The following excerpt is from Flora Spiegelberg's 'Reminiscences of a
Jewish Bride on the Santa Fe Trail' written in August of 1937. In this story
Flora writes about her sister-in-law Betty Spiegelberg's adventures in Santa
Fe, circa 1874. Betty arrived in Santa Fe in the early 1860's after taking
the railroad to the end of Missouri and then traveling up the steep Santa Fe
Trail by ox train.
My brother-in-law Levi's wife was young and very beautiful and at that
time was the fifth American woman in Santa Fe. Their only pleasant
recreation was a buggy ride every Sunday to visit the nearby Indian pueblos
and watch them mold pottery and make gold and silver jewelry.

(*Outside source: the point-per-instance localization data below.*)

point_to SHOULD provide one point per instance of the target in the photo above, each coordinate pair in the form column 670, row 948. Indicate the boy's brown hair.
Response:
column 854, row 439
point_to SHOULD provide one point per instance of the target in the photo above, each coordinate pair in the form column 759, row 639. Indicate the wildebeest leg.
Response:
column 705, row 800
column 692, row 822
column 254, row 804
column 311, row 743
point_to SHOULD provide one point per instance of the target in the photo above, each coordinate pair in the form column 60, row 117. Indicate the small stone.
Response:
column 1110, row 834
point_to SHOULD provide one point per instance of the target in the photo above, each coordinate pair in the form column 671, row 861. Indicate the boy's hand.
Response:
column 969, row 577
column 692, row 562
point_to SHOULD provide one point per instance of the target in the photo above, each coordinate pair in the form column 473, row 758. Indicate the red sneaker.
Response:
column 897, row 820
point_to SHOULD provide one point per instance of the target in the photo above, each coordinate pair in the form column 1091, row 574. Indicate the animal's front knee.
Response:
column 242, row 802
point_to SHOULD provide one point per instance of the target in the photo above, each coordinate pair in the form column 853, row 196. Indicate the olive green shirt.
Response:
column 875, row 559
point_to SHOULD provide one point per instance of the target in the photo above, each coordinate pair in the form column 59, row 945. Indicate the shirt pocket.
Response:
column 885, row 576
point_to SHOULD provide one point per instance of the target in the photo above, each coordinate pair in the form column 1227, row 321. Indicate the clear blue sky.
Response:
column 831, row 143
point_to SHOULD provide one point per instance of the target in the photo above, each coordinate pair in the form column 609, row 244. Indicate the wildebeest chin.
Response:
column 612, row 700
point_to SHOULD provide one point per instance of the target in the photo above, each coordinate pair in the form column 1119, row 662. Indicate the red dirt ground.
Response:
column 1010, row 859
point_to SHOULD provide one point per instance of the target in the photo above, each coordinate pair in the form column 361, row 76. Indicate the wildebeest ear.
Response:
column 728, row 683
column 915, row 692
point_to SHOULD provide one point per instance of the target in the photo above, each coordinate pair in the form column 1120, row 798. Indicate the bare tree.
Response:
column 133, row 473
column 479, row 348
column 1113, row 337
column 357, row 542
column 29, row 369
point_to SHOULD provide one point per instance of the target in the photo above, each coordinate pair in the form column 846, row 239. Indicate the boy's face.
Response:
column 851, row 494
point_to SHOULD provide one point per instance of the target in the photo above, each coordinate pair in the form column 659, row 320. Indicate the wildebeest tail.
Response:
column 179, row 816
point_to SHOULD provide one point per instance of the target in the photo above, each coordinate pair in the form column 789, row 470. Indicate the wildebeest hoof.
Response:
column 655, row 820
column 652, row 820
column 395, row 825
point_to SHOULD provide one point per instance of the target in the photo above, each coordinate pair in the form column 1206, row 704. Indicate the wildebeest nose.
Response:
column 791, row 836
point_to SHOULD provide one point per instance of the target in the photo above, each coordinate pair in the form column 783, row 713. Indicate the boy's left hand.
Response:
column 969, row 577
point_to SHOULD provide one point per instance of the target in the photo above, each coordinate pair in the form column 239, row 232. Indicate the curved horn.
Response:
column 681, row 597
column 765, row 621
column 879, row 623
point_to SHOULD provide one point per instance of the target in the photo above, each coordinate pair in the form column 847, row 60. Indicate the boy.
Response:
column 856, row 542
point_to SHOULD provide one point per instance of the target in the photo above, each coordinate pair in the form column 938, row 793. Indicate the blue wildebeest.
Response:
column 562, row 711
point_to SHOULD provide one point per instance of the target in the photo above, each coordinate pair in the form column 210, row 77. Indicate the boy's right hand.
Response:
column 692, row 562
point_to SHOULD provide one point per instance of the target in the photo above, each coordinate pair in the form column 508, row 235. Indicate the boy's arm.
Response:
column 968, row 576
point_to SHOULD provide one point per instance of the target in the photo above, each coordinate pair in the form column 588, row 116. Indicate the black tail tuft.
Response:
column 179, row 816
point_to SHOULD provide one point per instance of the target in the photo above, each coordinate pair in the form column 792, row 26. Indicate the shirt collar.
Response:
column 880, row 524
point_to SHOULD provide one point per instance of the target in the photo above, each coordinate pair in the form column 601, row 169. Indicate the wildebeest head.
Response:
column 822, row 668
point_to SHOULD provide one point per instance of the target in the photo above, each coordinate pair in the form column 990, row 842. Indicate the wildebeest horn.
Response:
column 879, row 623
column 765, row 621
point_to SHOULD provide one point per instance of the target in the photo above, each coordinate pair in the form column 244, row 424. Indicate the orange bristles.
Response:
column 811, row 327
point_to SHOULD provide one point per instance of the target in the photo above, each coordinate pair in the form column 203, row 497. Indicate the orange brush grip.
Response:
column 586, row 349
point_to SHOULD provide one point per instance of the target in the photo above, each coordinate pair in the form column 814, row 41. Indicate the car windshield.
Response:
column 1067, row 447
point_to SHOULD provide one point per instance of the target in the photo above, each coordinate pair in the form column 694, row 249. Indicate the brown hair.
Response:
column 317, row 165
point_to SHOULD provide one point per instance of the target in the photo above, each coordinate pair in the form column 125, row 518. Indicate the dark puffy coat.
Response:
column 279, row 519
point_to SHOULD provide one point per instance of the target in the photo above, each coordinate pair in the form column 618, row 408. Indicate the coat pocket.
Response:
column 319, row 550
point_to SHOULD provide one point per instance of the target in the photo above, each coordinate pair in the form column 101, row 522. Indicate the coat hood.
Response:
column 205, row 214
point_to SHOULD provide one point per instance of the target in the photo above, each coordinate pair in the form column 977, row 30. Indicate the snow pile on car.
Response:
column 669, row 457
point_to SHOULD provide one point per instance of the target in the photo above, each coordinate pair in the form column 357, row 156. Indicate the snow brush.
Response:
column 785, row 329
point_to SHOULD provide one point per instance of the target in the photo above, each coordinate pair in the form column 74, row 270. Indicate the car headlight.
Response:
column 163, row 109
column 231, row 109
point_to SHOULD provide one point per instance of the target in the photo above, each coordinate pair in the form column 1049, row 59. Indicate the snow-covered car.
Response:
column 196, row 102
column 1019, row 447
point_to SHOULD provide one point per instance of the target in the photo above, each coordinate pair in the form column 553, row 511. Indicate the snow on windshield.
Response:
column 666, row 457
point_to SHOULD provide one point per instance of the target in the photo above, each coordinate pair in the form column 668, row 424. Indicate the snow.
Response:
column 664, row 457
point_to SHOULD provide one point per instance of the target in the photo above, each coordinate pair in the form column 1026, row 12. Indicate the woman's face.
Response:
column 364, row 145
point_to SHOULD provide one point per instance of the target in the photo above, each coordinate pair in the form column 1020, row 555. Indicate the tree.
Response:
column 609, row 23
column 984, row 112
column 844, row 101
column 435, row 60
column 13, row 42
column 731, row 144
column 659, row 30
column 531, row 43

One Sunday as
they drove past General Sibley's headquarters they noticed that some of the
officers and soldiers arose and stared at them. The following day an old
pioneer friend told Levi: "When you drove past military headquarters Sunday,
I overheard this remark: 'By Gingo! What a beautiful woman in these
war times. A fellow might be tempted to kidnap her."
To protect his wife, Levi's three brothers slept in an adjoining room
with loaded guns to ward off any attempt to kidnap her. My brother-in-law
forbid his wife even to look out of her bedroom window, but one day she heard
a woman crying and moaning under her window: "For God's sake, help me! I am
starving and bleeding to death." Remembering her husband's warning, she ran
across the yard into the store to call him, but it was full of soldiers
shouting and fighting for provisions.
So she rushed back to her room, and when the crying and pitiful appeals
continued, she could not resist any longer and looked out of the window and
saw a young Negro girl, who begged for help. Assisted by her Mexican maid,
she dragged her into the house, washed and fed her, and sent for a doctor. The girl had been stolen from her master's plantation by General Sibley's
soldiers, assaulted and abused by them. The Spiegelberg brothers not only
bought her freedom, but also a man slave and adopted an Indian girl and by
the Confederate soldiers had captured."